Again, keep in mind that the "From" field is probably spoofed by the spammer and that the person in question has probably never sent the mail you are receiving. This is why it is essential to include all the header information.

Should I Contact the Spammer's Email Provider?

Many tutorials advise you to contact the spammer's provider or to report the spam to a third-party reporting site. While this might be done, you should keep in mind that the spammer's ISP may not be willing to close the spammer's account and may even work with the spammer, in which case your action may well cause you lots and lots of trouble.

In the following section, I'll outline the major steps to follow to do just that. However, I strongly recommend that you read them "for information purposes only" and really do think twice before actually following them since, again, they can have unwanted and damaging effects.

Look at the message's raw source: the "Received" headers actually describe which way the mail went while traveling over the Internet. Getting used to the way they are formulated may take a few minutes, but they are actually very logical. At the top, you'll find your email provider and its servers while at the bottom, you will see the provider of the spammer--at least, it should be the case since everything is spoofable.

What about the sites in the middle? Are they spammers too? Maybe, maybe not. Many servers accept "relay" mail from other services, effectively giving a hand to spammers as well as to legitimate users. In most cases, the administrators of these sites have no malicious intentions and simply made a configuration mistake or are not aware that their servers are used for such purposes.
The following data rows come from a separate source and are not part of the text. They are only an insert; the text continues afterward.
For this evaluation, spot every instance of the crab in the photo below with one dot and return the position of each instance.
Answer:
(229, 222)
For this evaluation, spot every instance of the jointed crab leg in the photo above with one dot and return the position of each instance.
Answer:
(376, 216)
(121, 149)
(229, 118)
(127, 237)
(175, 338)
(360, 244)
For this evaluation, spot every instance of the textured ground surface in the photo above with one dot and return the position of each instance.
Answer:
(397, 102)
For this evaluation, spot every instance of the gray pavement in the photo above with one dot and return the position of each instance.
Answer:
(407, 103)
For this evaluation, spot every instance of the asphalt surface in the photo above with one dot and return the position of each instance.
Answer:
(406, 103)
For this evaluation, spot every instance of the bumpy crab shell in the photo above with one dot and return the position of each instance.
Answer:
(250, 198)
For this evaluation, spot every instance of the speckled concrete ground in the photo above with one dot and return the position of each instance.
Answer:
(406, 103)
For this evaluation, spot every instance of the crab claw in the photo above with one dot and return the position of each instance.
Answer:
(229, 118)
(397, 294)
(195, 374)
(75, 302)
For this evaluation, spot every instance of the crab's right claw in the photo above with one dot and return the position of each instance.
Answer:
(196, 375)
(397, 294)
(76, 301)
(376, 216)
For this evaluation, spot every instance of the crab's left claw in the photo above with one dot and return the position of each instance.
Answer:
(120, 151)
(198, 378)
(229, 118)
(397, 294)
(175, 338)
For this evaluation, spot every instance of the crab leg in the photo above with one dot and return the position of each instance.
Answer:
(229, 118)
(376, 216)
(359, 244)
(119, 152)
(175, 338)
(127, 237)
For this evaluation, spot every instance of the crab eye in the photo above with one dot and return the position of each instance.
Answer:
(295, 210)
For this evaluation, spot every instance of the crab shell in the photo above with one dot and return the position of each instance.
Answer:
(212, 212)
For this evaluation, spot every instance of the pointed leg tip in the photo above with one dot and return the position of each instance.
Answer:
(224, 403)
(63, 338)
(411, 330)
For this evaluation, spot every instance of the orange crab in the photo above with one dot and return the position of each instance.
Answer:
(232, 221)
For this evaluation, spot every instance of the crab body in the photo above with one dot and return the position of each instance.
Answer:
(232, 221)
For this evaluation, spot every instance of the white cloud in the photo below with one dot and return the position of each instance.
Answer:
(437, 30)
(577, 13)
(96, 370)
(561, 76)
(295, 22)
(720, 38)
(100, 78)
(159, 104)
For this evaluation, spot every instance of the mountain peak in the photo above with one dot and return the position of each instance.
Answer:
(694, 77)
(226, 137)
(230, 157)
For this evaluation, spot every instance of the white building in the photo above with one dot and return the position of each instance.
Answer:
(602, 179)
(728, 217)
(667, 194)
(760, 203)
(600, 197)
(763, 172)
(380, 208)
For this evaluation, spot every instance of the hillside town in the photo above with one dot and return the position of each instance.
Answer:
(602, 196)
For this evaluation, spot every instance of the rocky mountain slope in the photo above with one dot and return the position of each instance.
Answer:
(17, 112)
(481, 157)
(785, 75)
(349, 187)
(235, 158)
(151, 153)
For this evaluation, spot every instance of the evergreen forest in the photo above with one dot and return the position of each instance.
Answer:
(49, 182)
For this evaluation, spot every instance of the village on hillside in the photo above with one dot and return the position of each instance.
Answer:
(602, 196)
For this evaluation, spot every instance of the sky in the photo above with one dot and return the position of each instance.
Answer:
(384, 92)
Once you have isolated the originating domain name, it is time to do some serious research. What kind of organization is it? Is it an email provider? Does the company that sent you the mail manage its own servers? While doing your research, try to determine whether the site actually replies to complaints or not. You should also make sure that you can safely go further.

Now that you have located the provider, you can, if you really are willing to do so, send them your polite complaint, again with all the necessary headers so that they can process the information efficiently and take appropriate steps.

But what are you supposed to do if the site is not known to reply to requests? In that case, you can contact their "upstream provider." In other words, the company they are relying on to provide them with Internet access and email services. To locate it, you can use the "Traceroute" feature, available through the "Network Utility" located in your "Utilities" folder.

Traceroute will list all the places the data goes through to get from the original domain to you. These are the people that you can theoretically try to contact, by working from the bottom to the top. As usual, locate the contact information and send a detailed but courteous message.

The main problem with these steps is that you are entering into direct contact with companies that you do not know and to which you are providing your email address. That's why many spam-reporting services are available on the Internet, some bad, some excellent. Good reporting services will hide your address from the spammer as a security measure. But be aware that nothing is entirely secure. Your safest bet is to ask your email or Internet provider for a name they would recommend. They may even do all this themselves, allowing you to forget about it and to focus on your work instead of tracking unwanted email.

FJ de Kermadec is an author, stylist and entrepreneur in Paris, France.